When the output data, namely feature map output, of the first convolutional layer are calculated, Y′=Yσ, wherein Y′ is the output data of the first convolutional layer. Because the feature map with the weight value of 0 in the first convolutional layer is not calculated any more when the output data of the first convolutional layer are calculated, the prediction efficiency of the first convolutional layer is accelerated.

As another implementation mode, after a first slice selection module determines the number N of target features based on a preset acceleration ratio, other weight values except the first largest N weight values in a feature map weight vector can be adjusted to 0, and then a target feature map is determined from alternative feature maps based on the adjusted feature map weight vector.

After the first slice selection module determines the number N of the target features based on the preset acceleration ratio, the weight values in the feature map weight vector can be sorted based on the sequence from large to small, then the first N weight values are reserved, and other weight values except the first N weight values are adjusted to 0.

Furthermore, the first slice selection module may determine the target feature map from the alternative feature maps based on the one-to-one correspondence between the weight values in the feature map weight vector and the alternative feature maps.

For example, the first convolutional layer outputs 10 alternative feature maps which are alternative feature map A to alternative feature map J successively, assuming that the adjusted feature map weight vector is [0,0,a,b,0,c,d,e,0,f], wherein a to f represent weight values which are not zero.
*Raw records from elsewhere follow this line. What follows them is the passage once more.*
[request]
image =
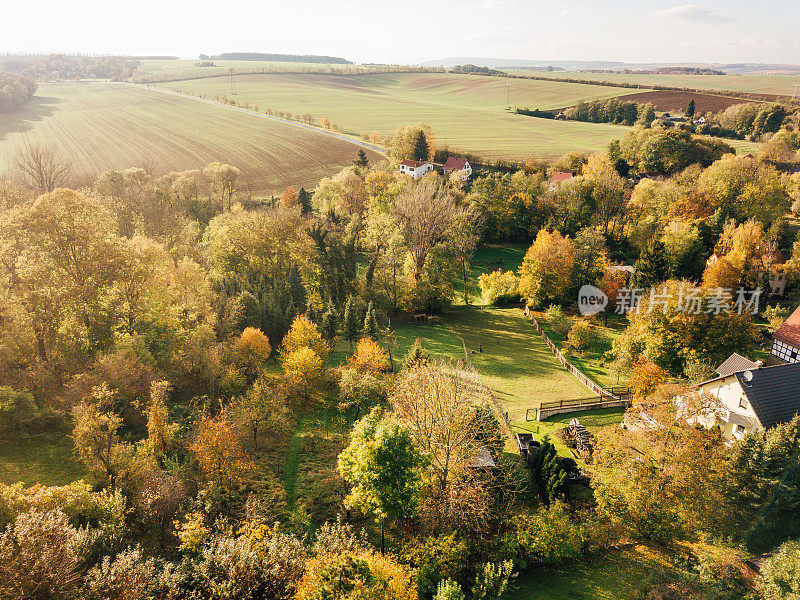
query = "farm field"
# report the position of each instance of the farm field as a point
(755, 84)
(101, 126)
(466, 112)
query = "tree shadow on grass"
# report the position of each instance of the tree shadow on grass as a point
(22, 121)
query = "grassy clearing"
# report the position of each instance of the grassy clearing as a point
(101, 126)
(48, 459)
(612, 575)
(466, 112)
(756, 84)
(593, 362)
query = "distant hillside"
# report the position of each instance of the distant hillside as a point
(587, 65)
(277, 57)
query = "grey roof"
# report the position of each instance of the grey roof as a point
(773, 392)
(735, 363)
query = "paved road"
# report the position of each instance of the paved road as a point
(338, 136)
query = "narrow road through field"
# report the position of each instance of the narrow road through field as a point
(338, 136)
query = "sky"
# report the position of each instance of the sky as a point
(413, 31)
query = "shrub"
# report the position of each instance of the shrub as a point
(549, 536)
(499, 288)
(41, 557)
(780, 576)
(76, 500)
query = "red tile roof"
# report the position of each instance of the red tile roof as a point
(560, 176)
(455, 164)
(412, 163)
(789, 332)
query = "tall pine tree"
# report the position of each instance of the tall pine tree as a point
(652, 267)
(421, 150)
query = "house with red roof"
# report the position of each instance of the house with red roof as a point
(414, 168)
(786, 340)
(558, 178)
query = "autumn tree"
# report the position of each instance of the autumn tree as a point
(546, 269)
(385, 468)
(223, 179)
(425, 211)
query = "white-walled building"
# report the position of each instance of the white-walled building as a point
(458, 164)
(415, 168)
(750, 396)
(786, 340)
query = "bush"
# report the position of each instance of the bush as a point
(76, 500)
(780, 576)
(549, 536)
(17, 409)
(499, 288)
(41, 556)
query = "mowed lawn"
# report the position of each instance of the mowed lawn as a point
(101, 126)
(48, 459)
(612, 575)
(466, 112)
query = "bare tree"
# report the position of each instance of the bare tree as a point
(41, 168)
(425, 212)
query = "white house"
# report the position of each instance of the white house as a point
(558, 178)
(750, 396)
(453, 164)
(415, 168)
(786, 340)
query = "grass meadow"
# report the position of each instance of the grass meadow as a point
(101, 126)
(466, 112)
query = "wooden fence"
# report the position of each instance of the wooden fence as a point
(604, 397)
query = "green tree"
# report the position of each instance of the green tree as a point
(652, 266)
(420, 149)
(384, 466)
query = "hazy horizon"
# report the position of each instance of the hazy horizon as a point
(413, 32)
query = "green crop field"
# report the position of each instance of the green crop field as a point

Then, based on the one-to-one correspondence between the weight values in the feature map weight vector and the alternative feature maps, the first slice selection module may determine that the alternative feature map C, the alternative feature map D, the alternative feature map F, the alternative feature map G, the alternative feature map H and the alternative feature map J corresponding to the weight values a-f are target feature maps. The target feature maps are the output data of the first convolutional layer.

In one implementation mode, the first slice selection module may include a fully connected layer, and the step of generating by the first slice selection module, the feature map weight vector based on the output data of the previous convolutional layer may include:

processing the output data of the previous convolutional layer by using a global-average-pooling algorithm; and inputting a processing result obtained by processing into the fully connected layer to obtain the feature map weight vector.
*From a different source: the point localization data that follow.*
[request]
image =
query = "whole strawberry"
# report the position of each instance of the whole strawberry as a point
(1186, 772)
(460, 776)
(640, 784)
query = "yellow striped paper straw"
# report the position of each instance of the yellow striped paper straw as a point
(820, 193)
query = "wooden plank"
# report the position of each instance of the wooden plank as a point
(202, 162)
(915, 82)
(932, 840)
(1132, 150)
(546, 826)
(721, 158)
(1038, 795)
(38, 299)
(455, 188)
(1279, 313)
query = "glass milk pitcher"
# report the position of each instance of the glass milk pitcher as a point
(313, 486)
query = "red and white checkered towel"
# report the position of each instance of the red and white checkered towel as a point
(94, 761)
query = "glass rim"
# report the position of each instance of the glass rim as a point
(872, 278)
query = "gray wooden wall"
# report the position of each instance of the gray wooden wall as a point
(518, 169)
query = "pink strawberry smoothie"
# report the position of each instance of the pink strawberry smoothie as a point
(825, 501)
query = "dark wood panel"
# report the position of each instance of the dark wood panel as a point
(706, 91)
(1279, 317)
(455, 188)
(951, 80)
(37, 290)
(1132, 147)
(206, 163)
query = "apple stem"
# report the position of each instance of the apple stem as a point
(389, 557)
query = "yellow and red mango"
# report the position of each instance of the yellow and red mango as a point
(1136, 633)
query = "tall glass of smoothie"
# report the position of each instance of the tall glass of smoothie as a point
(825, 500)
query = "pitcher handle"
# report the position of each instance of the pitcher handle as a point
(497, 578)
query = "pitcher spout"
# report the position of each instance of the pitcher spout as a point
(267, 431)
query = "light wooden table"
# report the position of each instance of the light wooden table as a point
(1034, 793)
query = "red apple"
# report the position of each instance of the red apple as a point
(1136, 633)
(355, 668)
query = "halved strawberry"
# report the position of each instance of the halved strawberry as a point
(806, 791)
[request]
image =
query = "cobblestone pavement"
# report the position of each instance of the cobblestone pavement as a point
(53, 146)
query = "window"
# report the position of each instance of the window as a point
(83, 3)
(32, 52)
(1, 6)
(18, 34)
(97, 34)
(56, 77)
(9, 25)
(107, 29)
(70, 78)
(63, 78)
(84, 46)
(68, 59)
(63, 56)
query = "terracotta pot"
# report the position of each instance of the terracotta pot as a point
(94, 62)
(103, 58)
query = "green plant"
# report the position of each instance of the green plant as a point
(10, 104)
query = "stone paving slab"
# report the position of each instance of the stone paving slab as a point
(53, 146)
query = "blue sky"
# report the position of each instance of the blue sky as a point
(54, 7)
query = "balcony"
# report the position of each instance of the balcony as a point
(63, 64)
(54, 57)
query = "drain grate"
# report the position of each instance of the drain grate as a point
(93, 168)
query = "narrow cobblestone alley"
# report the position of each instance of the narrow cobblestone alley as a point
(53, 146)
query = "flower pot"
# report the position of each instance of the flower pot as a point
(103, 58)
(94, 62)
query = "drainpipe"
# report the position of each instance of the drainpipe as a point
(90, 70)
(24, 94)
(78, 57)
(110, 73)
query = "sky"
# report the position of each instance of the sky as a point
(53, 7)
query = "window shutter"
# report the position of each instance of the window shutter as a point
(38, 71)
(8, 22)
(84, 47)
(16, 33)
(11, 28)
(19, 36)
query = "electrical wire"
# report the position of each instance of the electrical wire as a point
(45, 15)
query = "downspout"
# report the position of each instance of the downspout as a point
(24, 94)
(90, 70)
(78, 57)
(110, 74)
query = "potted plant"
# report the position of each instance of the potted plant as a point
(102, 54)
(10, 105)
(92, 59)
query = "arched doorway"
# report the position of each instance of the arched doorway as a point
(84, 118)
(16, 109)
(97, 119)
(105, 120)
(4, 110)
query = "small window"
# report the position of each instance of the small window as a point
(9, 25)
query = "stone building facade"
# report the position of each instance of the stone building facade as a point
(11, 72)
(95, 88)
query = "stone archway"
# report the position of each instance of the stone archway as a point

After the first slice selection module acquires the output data of the previous convolutional layer, the output data of the previous convolutional layer may be processed by adopting the global-average-pooling algorithm, and then the processing result is obtained. That is, the first slice selection module may carry out global average processing on the feature maps output from the previous convolutional layer, and average values corresponding to the different feature maps are output. Then, the average values can be input into the fully connected layer, the average values are further processed by the fully connected layer to obtain a weight vector corresponding to the average values, and the weight vector output by the fully connected layer may be taken as the feature map weight vector.
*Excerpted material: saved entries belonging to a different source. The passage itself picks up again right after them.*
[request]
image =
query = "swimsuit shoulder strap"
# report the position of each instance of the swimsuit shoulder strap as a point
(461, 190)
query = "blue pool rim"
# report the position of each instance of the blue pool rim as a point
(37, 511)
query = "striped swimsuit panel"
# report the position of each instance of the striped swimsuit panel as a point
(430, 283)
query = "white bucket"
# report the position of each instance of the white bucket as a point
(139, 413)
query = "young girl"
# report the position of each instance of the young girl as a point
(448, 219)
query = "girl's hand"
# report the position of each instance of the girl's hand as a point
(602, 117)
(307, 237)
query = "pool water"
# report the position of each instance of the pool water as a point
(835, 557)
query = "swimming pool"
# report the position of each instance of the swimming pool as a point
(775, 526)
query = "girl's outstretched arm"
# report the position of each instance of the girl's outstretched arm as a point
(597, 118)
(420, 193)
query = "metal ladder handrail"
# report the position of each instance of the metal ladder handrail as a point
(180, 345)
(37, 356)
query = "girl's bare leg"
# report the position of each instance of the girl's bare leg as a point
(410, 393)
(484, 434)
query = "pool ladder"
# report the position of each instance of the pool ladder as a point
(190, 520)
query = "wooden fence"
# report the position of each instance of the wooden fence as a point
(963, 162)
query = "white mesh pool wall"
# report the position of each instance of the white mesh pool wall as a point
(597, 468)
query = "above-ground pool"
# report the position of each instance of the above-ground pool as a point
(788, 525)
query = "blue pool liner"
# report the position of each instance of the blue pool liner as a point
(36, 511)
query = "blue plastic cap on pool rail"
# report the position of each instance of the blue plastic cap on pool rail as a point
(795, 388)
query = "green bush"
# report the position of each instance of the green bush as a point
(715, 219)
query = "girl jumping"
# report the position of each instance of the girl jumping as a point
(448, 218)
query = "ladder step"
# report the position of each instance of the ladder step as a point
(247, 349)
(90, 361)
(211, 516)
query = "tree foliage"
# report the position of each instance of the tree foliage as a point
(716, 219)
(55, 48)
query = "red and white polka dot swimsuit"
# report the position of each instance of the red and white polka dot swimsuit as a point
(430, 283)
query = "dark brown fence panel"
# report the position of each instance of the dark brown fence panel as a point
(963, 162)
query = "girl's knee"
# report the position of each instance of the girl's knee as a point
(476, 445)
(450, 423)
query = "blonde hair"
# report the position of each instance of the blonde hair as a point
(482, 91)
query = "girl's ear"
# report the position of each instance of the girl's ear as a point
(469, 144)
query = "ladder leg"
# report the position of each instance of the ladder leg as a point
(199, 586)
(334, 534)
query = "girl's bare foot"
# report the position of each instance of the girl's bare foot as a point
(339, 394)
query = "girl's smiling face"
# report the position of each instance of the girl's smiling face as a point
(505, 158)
Along with increasing of the weight value in the feature map weight vector, it indicates that the image feature included in the corresponding alternative feature map is more important, along with reduction of the weight value, it indicates that the image feature included in the corresponding alternative feature map is less important, therefore, when the weight value in the feature map weight vector is adjusted, the weight value with the smaller value may be adjusted to 0, and the corresponding alternative feature map is discarded, and is no longer input to the next convolutional layer. Therefore, while the accuracy of an image prediction result can be ensured as far as possible, the processing efficiency of the convolutional neural network can be improved as far as possible.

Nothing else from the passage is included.